Il en va en somme pour l’irréligieux comme pour les laïques ou les féministes : il doit s’élever contre l’instrumentalisation de « sa chose ». Et ce n’est pas d’un devoir moral que je parle ici mais d’une nécessité mécanique : l’amour pour une cause, comme l’amour pour une personne, a pour traduction et pour preuve la plus immédiate l’attention jalouse qu’on lui porte, ou plutôt le refus viscéral que n’importe quoi se dise ou se fasse à son sujet [3]. Je n’accuse donc pas tous les antireligieux d’être racistes, si on me lit bien, mais j’interpelle pourtant tous les antireligieux. D’une part sur le plan intellectuel, en opposant à la centralité qu’ils accordent à la question religieuse une analyse qui vient de Marx et qui me paraît plus pertinente. D’autre part sur le plan politique, en leur reprochant de se contenter au mieux, dans leur écrasante majorité, de « taper autant sur toutes religions », bref de ne pas être racistes, en des temps et des lieux où l’on attendrait d’eux qu’ils soient antiracistes – ce qui concrètement veut dire par exemple : qu’ils ne se contentent pas de se tenir à distance des activistes islamophobes mais qu’ils prennent part aux mobilisations contre l’islamophobie, aux côtés des musulmans.
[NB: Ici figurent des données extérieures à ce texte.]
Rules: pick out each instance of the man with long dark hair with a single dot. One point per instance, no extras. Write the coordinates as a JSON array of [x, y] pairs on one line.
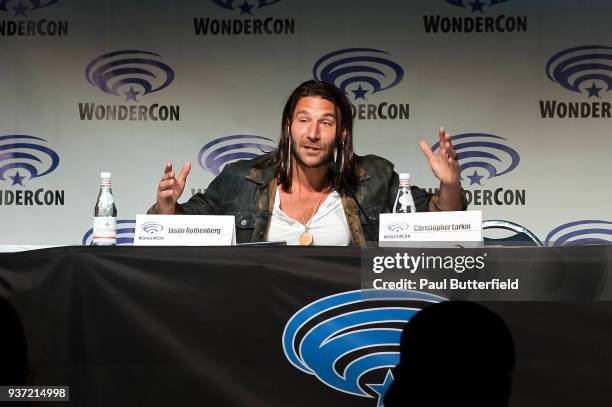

J’ai cela dit choisi, dans ce livre, de me concentrer sur la question religieuse, en la prenant au sérieux, en ne discutant donc pas – et en ne mettant pas même en doute – les professions de foi antiracistes des irréligieux que je critique. J’ai exprimé des doutes – et même davantage que des doutes – lors des précédentes affaires de voile [4], mais je me contenterai ici d’interroger en lui-même le parti-pris antireligieux, l’intolérance et l’ostracisme qu’il provoque, ses fondements et son coût politique.